Alvaro Dutra (Dissônicos, Pulso) lança EP solo, “Começo”

Foto por Bianca Martim

Release por Leo Werneck

Alvaro Dutra não é Billie Eilish. Ele não vai sussurrar letras assustadoras nem ameaçar seduzir seu pai. E “Começo” dificilmente vai ser eleito o lançamento do ano por algum YouTuber famoso. Parece algo óbvio, mas é importante ter isso em mente ao ouvir o primeiro EP solo do artista brasiliense, agora radicado em São Paulo. O trabalho não tem a intenção de emular as últimas tendências da música pop ou apelar aos ouvidos de adolescentes que descobrem suas músicas favoritas do mês no Tik Tok.

Ao contrário, “Começo” é calcado na vivência, em reflexões que só uma vida cheia de experiências pode proporcionar. Nesse sentido, foi criado para ser ouvido com calma e atenção, mesmo que seja breve, composto por apenas três músicas relativamente curtas, mantendo-se fiel às raízes punk rock do artista.

Mas apesar dos pés fincados no punk, o EP tem outras referências musicais mais predominantes. Principalmente folk, country, rock clássico e BRock. Alvaro cita como inspiração Kimya Dawson, Frank Turner, Bruce Springsteen, Pat the Bunny e Wander Wildner, entre outros. Também é possível ouvir influências de Bob Dylan e Renato Russo, além do storytelling de escritores beatnik.

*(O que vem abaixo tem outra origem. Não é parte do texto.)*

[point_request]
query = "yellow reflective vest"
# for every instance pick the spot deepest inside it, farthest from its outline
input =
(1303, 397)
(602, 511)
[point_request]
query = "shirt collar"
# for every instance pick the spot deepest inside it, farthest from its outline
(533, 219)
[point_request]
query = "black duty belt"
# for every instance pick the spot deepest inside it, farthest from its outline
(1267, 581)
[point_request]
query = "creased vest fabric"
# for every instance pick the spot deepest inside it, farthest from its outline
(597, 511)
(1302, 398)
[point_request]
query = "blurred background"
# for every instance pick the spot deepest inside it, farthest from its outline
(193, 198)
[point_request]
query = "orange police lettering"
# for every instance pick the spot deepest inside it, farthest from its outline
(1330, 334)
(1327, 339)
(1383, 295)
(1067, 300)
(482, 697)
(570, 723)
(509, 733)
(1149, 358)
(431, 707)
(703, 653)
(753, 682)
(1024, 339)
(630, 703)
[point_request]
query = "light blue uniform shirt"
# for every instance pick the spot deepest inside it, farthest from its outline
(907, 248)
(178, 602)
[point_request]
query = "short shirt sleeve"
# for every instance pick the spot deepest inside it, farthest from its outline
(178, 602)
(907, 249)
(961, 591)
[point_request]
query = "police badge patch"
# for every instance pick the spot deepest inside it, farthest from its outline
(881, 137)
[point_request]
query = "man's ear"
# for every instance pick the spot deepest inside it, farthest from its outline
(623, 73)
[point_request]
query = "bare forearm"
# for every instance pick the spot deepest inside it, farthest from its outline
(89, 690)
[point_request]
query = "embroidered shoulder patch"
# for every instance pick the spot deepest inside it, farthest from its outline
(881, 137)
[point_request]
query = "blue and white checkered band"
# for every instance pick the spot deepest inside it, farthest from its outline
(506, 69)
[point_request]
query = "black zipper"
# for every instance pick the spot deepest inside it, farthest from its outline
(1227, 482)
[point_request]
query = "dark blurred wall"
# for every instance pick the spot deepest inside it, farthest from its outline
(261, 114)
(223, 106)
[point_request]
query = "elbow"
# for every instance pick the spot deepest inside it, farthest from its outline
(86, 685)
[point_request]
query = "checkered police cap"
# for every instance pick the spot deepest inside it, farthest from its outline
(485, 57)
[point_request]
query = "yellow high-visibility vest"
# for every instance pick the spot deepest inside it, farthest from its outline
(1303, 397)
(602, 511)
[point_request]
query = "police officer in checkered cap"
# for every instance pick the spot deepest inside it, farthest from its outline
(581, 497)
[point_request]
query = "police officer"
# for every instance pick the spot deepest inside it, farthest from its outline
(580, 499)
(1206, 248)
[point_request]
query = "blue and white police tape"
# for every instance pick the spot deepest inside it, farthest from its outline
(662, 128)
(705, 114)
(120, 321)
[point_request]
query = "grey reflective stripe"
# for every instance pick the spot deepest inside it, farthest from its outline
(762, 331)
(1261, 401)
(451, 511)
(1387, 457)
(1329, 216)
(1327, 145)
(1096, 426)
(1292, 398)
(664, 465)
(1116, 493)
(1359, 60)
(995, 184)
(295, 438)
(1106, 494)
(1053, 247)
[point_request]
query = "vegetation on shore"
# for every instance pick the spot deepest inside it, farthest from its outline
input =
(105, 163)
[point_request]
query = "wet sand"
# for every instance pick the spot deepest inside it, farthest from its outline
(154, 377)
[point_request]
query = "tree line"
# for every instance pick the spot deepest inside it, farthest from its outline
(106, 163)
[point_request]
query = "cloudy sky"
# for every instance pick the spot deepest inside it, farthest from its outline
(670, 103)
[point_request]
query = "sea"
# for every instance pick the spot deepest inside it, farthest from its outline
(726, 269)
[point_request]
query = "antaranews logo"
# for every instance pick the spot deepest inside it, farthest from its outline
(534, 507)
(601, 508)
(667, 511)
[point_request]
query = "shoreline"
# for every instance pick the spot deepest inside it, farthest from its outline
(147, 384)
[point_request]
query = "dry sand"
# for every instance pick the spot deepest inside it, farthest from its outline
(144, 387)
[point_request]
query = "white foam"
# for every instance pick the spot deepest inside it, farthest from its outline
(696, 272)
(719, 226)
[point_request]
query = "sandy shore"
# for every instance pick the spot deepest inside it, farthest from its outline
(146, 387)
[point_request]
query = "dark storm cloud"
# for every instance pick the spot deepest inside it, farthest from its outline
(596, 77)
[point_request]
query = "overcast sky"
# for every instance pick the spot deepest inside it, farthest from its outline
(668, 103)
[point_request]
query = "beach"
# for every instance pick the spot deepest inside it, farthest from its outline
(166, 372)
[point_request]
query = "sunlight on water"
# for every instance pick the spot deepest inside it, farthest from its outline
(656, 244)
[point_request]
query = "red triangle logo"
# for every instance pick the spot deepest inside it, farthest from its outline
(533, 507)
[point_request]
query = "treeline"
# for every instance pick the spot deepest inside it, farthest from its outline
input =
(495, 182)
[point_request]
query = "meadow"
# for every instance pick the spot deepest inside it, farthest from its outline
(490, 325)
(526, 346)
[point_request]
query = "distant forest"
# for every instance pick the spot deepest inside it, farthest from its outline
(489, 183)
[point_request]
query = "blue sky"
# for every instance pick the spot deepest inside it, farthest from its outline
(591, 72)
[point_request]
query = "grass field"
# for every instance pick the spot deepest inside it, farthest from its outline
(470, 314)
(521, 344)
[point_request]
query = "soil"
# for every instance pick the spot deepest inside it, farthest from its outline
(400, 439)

Para organizar tudo isso, ele trabalhou com amigos e conhecidos de longa data. O EP foi inteiramente feito no 1234 Recording Studio, gravado e produzido por Pedro Tavares, que já tinha desempenhado o papel em 2017, durante a criação do EP “Indisciplinável”, do Dissonicos, última banda de punk rock fundada pelo músico e atualmente em hiato. “Pegamos horários vagos, fomos gravando aos poucos, sem pressa alguma”, diz Alvaro.

Além das escrever as músicas, o artista gravou todos os violões, baixos, vozes e backing vocals. Marcelo Melo (Os Gatunos, ex-Trezeromeia) contribuiu com as baterias das três canções.

Na primeira música, “Não quero nada”, Fabrício Paçoca (Os Gatunos) tocou banjo e guitarra, que fortalecem a atmosfera country da composição. Em “Uma Só”, na qual as influências de Bruce Springsteen ficam mais evidentes, a musicista Isadora Pina colaborou com uma linha precisa de saxofone e os arranjos de teclado foram contribuições de Rafael Farret (ex-Bois de Gerião). Já “Adeus”, que Alvaro classifica como a composição mais fora da curva do EP, conta com teclados sentimentais de Alexandre Perotto (ex-Jack Fluster) para acompanhar a melodia vocal que se repete e aumenta de intensidade a cada volta.

Um novo começo

Como o título sugere, o EP é o começo de uma nova empreitada para Alvaro. Apesar disso, o artista tem uma longa história de projetos acústicos. Em 2009, os Dissonicos lançaram o EP “Sem Refrão, Sem Cigarro, Só Talvez”, com músicas despidas da sonoridade punk típica da banda e mais focadas nas histórias narradas pelo personagem protagonista dos outros lançamentos do grupo. Na mesma sessão, ele gravou o b-side “Brinde”, com grande influência de Bob Dylan.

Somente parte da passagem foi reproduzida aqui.